Chapter 29 #3
She doesn’t acknowledge me. “Not to interrupt,” Georgia says, turning to the mayor now.
“But considering it’s half my house, too, I thought I deserved a chance to speak.
” Georgia flicks her hand and the podium drags away from me, pulled to her with an invisible rope.
I raise my eyebrow. That’s a new trick. Is that the type of thing you learn at magic college?
She settles behind the podium like a professor getting ready to give a lecture.
“Every single person here should be ashamed of themselves,” she begins and I jolt.
“For letting things get this far. For actually debating my sister’s right to live in the house she owns.
The one she raised me in. That’s our home, and for you to think that she doesn’t matter and you can get rid of her now that you don’t need her anymore? Disgusting.”
Everyone is so quiet that I could hear a pin drop. I’m standing like an idiot at the front of the room, standing behind a podium that isn’t there anymore, mouth open, watching my little sister lecture a room of grown adults.
“Hugh doesn’t have any real claim to that house,” she adds. “My father bought it, and when my mother married him, it became their house. Hugh never owned it, never lived there. It’s not his house.”
Georgia is so frustrated now that literal sparks are flying from her skin, an anger response I haven’t seen in years. She got that under control sometime in middle school, but now here she is, her magic manifesting to warn everyone that she’s both angry and dangerous.
I’m in awe of this little girl. Not a little girl anymore, and I see the grown woman in front of me, but I also see the eight-year-old who held my hand at the funeral, who was patient when I learned to braid her hair and make chicken fingers the right way.
I see every tantrum and late night doing homework and tough conversation, every movie night and inside joke and shopping trip.
This little girl—my little girl—is something else.

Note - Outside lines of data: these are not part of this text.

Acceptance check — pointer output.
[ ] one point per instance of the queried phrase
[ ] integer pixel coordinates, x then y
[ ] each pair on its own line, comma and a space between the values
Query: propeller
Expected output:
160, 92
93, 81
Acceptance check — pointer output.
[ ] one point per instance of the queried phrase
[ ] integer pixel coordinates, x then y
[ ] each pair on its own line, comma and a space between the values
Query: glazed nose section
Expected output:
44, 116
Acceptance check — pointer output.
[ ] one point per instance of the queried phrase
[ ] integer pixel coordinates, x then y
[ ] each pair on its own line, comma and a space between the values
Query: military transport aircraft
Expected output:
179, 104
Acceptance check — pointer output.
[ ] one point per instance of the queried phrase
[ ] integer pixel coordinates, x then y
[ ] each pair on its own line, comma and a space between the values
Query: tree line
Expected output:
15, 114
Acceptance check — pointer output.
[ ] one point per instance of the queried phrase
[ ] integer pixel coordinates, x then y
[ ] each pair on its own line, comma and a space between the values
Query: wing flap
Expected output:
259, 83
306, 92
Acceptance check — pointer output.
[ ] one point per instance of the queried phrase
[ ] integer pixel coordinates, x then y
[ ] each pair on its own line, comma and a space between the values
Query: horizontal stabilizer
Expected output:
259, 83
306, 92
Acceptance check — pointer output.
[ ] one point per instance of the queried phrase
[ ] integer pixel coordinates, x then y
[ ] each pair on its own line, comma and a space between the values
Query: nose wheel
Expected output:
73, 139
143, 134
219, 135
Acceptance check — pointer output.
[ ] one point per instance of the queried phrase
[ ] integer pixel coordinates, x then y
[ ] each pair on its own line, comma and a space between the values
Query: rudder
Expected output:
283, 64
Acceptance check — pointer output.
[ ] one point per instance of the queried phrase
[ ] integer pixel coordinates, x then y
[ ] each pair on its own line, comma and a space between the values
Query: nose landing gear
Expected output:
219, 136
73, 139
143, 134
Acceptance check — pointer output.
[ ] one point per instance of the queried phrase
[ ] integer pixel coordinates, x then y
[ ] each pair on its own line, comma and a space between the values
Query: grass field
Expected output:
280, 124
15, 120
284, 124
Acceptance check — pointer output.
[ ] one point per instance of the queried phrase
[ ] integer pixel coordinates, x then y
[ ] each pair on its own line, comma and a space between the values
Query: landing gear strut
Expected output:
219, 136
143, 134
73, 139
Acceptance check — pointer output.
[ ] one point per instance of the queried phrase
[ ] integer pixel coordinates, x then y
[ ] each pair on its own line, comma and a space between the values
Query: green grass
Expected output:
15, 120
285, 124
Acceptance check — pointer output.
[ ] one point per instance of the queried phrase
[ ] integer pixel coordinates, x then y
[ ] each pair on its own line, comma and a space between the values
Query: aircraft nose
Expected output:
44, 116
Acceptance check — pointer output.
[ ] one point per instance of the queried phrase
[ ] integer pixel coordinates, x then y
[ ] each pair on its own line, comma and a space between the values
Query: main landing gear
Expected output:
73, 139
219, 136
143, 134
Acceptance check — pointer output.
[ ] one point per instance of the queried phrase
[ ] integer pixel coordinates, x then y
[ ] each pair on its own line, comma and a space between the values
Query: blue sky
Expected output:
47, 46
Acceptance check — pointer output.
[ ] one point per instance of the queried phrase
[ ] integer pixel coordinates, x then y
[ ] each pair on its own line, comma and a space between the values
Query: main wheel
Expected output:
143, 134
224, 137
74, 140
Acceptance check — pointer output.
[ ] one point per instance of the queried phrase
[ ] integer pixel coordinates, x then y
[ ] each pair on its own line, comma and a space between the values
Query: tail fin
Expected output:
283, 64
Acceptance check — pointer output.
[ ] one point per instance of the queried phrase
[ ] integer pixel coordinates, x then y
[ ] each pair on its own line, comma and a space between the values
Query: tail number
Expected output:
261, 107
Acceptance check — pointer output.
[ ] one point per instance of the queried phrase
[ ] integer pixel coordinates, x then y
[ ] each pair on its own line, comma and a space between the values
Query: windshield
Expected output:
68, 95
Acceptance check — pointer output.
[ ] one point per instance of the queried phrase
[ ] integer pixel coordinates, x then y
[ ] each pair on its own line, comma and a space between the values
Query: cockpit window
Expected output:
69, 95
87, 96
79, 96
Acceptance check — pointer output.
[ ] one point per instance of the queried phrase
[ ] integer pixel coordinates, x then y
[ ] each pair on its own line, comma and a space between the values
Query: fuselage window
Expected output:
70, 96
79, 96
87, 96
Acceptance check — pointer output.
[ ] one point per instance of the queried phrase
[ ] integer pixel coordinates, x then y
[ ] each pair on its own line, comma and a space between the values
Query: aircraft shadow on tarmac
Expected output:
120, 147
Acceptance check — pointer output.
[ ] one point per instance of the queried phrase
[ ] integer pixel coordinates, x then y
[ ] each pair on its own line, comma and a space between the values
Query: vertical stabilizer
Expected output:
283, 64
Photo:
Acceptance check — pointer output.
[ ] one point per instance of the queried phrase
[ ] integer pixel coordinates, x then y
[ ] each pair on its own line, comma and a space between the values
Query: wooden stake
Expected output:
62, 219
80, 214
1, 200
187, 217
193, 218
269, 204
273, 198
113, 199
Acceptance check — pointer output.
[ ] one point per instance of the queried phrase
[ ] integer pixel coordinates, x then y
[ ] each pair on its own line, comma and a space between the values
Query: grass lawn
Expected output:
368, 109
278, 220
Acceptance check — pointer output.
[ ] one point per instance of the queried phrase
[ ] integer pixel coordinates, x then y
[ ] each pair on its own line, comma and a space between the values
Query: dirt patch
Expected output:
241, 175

Something amazing and beautiful.
I still don’t know how she’s here, but I’m glad I get the opportunity to see her come into her own like this.
“Not that it should ever come to this,” she spits, now turning her ire on Hugh.
“But even if you get them to throw her out, I still own half that house, and I wouldn’t sell it to you for all the money in the world, and you don’t have a handy excuse to force me out.
You will never have that house. I’d like to think my mother would be ashamed of you for trying to take it from me. ”
Murmurs break out in the crowd.
“I said my piece,” Georgia informs everyone after a moment. “But know that, if you vote against my sister, you’re dead to me forever.”
She extends a hand to me, and I walk over to her on unsteady legs. My eyes dart to the crowd, to Finn, who’s watching G and I with pride.
It’s silent for a moment, but then Sarah Delaney speaks up.
“Call a vote, Mr. Davies,” she says. “If you’re still cowardly enough to not turn this man away under your own power.
” She crosses her legs at the ankle, sitting back in her chair to take him in, eyes squinted, and I think for a moment that she’s trying to see into his soul.
Mayor Davies clears his throat. “All those who consider Cassidy Prylor as an exception for our rules about humans owning property here?”
Hands go up. I spin in a half-circle, as far as I can go with G still holding me, but there’re hands as far as the eye can see. Not everyone, but—I try to rapidly count, but the movement of the crowd and the speed my brain is moving at make it difficult.
I see Sarah and Pat and Finn, and there’s Caroline. And all of the old ladies who I see at the market all the time. And Georgia’s old English teacher. And so many more.
G shoves her hand up, using her free hand to drag my own hand in the air. My heart is in my throat. Do I get a vote?
“The motion carries,” the mayor murmurs quietly. “Cassidy is welcome to stay in town and keep possession of the property.” His eyes flick over to Hugh. “Perhaps we can work something—”
Hugh jumps out of his chair, thunder on his face. “You’re making a mistake,” he says coldly. “You’re throwing away the chance to make this town something. You’re corrupting what this town is meant for.”
Finn steps up beside me, wrapping an arm around me so I’m firmly held between him and Georgia.
“I don’t take advice on who this town is meant for from someone who hasn’t been here in twenty years,” he says.
“And if this town stands for asking people to sacrifice for us and then screwing them over the minute we don’t need them anymore, then fuck it. ”
I almost expect Sarah to scold him for the language—Finn might be nearly forty, but she seems like that type of mother regardless—but all she says is, “Hear, hear.”
“When this whole town is overrun by humans, when you realize you could have been a model for what a supernatural town could have been but you gave it up, don’t come crying to me,” he fumes.
“Don’t let the door hit you on the way out,” Sarah calls, and, to my amazement, he storms out.
As soon as he’s gone, it all catches up to me. It’s over. The house is mine. I won’t ever face being thrown out of town because I’m human again.
I feel like Finn and Georgia are holding me up entirely, supporting all my weight as I nearly collapse.
They both hug me at the same time, crushing me between them. “Oof,” I complain, but I don’t mean it, not really. This is the perfect place to be, between my two favorite people in the world, knowing that I won.